Donnerstag, 21. Juni 2001

Ausnahmen nur bei Verdacht gegen die Eltern

Die Anzeigepflicht bei Kindesmisshandlung kommt. FPÖ und ÖVP haben sich heute bei Verhandlungen zur Novelle des Ärztegesetzes darauf geeinigt. Ausnahmen gibt es, wenn es um die leiblichen Eltern des betroffenen Kindes geht.

Demnach soll die Anzeigenpflicht des Arztes in jenen Fällen unterbleiben, wenn sich der Verdacht gegen die leiblichen Eltern des missbrauchten Kindes richtet.

Wie ÖVP-Gesundheitssprecher Erwin Rasinger, der mit den FPÖ-Ministern Herbert Haupt und Dieter Böhmdorfer die Verhandlungen geführt hatte, gegenüber der APA erklärte, werden die Kinderschutzgruppen in Spitälern, die sich um missbrauchte Kinder kümmern, aufgewertet, indem sie ausdrücklich im Gesetz erwähnt werden. Wenn sich der Verdacht gegen nahe Angehörige - also die leibliche Mutter oder den leiblichen Vater - richtet, kann die Anzeige solange unterbleiben, als dies das Wohl des Minderjährigen erfordert und die Zusammenarbeit mit der Kinderwohlfahrt und gegebenenfalls unter Einbeziehung einer Kinderschutzeinrichtung erfolgt, so die neue Formulierung. In allen anderen Fällen, wo Verdacht besteht, dass ein Minderjähriger misshandelt, gequält, vernachlässigt oder sexuell missbraucht worden ist, hat der Arzt Anzeige zu erstatten.

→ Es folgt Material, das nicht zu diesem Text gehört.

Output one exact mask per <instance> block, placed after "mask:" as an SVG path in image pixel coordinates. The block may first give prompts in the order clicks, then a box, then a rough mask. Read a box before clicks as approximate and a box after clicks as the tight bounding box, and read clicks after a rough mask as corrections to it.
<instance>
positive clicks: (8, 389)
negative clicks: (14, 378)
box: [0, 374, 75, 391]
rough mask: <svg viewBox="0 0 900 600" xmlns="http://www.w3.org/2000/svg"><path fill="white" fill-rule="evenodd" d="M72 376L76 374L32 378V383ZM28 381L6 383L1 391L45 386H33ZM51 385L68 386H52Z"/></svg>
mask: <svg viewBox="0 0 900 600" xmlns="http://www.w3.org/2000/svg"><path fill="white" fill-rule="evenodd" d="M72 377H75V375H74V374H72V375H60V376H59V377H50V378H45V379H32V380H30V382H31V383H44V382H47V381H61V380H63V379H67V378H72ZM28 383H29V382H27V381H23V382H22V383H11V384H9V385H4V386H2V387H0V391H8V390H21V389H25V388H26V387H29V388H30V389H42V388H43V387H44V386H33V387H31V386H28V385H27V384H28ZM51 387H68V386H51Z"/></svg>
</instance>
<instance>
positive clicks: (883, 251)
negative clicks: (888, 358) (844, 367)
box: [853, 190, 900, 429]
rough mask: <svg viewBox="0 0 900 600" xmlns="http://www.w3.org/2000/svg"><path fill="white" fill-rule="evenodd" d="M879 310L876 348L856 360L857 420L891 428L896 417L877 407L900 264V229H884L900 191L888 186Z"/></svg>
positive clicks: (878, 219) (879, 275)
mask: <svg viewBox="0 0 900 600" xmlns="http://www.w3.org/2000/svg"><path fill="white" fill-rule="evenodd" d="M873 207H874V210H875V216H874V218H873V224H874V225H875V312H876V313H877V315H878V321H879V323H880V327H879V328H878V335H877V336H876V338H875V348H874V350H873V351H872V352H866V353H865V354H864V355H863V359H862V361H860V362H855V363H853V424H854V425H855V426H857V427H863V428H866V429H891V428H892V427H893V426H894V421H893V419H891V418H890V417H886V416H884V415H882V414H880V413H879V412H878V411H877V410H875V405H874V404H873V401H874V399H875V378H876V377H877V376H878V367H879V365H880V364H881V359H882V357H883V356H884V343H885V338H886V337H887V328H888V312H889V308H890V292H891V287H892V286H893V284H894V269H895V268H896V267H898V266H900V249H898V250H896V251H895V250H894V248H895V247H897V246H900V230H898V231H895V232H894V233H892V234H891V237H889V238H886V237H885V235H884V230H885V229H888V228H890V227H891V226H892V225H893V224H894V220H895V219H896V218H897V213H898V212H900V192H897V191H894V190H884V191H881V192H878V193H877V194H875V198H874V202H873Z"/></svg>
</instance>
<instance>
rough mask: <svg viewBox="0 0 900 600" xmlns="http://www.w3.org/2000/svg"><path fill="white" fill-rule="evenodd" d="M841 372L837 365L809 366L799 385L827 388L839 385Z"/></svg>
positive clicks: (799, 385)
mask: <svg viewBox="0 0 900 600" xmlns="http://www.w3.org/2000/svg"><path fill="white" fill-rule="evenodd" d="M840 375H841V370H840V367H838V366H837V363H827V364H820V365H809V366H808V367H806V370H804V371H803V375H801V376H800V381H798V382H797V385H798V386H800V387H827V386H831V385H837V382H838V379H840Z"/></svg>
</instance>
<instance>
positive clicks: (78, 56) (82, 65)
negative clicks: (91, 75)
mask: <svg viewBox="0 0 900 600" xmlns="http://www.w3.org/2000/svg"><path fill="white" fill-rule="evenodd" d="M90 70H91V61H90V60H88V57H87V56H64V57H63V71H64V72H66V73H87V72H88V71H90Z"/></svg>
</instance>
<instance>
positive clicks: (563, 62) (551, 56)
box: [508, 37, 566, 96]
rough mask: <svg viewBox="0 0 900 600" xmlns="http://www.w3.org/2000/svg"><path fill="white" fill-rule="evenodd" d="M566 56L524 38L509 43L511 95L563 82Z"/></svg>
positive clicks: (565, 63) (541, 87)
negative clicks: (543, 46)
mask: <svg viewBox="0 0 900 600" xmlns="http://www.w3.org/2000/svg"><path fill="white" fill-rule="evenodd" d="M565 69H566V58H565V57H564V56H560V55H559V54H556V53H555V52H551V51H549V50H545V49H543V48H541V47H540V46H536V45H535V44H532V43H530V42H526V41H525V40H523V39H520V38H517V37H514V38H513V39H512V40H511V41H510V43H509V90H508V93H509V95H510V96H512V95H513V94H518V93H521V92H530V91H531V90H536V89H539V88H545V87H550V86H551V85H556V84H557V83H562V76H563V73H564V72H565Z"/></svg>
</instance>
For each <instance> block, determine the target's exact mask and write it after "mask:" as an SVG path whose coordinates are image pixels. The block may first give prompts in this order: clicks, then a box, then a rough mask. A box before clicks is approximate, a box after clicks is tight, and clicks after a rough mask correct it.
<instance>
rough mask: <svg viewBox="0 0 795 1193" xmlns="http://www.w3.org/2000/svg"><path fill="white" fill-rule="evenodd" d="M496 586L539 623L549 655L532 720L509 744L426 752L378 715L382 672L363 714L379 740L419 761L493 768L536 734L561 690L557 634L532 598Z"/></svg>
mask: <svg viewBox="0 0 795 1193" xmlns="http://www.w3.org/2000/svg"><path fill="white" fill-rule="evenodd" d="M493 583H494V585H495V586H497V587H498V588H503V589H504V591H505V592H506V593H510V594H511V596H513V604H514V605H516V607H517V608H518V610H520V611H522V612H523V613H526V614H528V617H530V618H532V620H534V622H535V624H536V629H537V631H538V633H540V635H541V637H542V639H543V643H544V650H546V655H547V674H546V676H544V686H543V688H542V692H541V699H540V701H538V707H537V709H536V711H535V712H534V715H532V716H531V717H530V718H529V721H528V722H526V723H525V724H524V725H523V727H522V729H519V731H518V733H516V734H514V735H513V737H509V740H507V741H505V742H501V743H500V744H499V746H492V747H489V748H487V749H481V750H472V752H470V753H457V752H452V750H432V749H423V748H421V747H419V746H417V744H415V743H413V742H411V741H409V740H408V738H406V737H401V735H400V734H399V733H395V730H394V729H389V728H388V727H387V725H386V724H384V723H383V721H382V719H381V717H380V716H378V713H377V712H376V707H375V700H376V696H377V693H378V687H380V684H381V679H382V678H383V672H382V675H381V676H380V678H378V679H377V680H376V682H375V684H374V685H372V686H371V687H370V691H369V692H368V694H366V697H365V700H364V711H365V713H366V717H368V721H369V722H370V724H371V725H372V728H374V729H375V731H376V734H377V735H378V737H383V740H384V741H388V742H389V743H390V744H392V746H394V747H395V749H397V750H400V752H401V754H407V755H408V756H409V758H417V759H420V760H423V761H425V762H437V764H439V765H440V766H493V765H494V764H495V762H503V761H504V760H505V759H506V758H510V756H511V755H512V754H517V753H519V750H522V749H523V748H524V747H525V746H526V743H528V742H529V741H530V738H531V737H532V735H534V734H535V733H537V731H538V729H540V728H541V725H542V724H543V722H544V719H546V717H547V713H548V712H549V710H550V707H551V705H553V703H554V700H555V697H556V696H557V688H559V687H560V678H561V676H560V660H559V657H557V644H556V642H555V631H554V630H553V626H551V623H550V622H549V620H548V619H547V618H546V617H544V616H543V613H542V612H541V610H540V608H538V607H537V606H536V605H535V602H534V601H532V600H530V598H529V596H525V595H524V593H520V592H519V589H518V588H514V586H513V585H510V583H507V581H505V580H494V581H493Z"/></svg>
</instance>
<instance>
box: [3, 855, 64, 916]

Die Regelung, statt einer Anzeige bei der Sicherheitsbehörde beim Verdacht des Missbrauchs von Kindern das Jugendamt einzuschalten, gilt seit drei Jahren. Die FPÖ wollte die Wiedereinführung der generellen Anzeigepflicht durchsetzen. Mit dem nun getroffenen Kompromiss werde sichergestellt, so Rasinger, dass es keinen Schutz für Täter geben und das Wohl des Kindes im Auge behalten werde. Ein "reflexartiges Anzeigen" - vor allem bei nahen Angehörigen - führe oft zu Einstellungen des Verfahrens.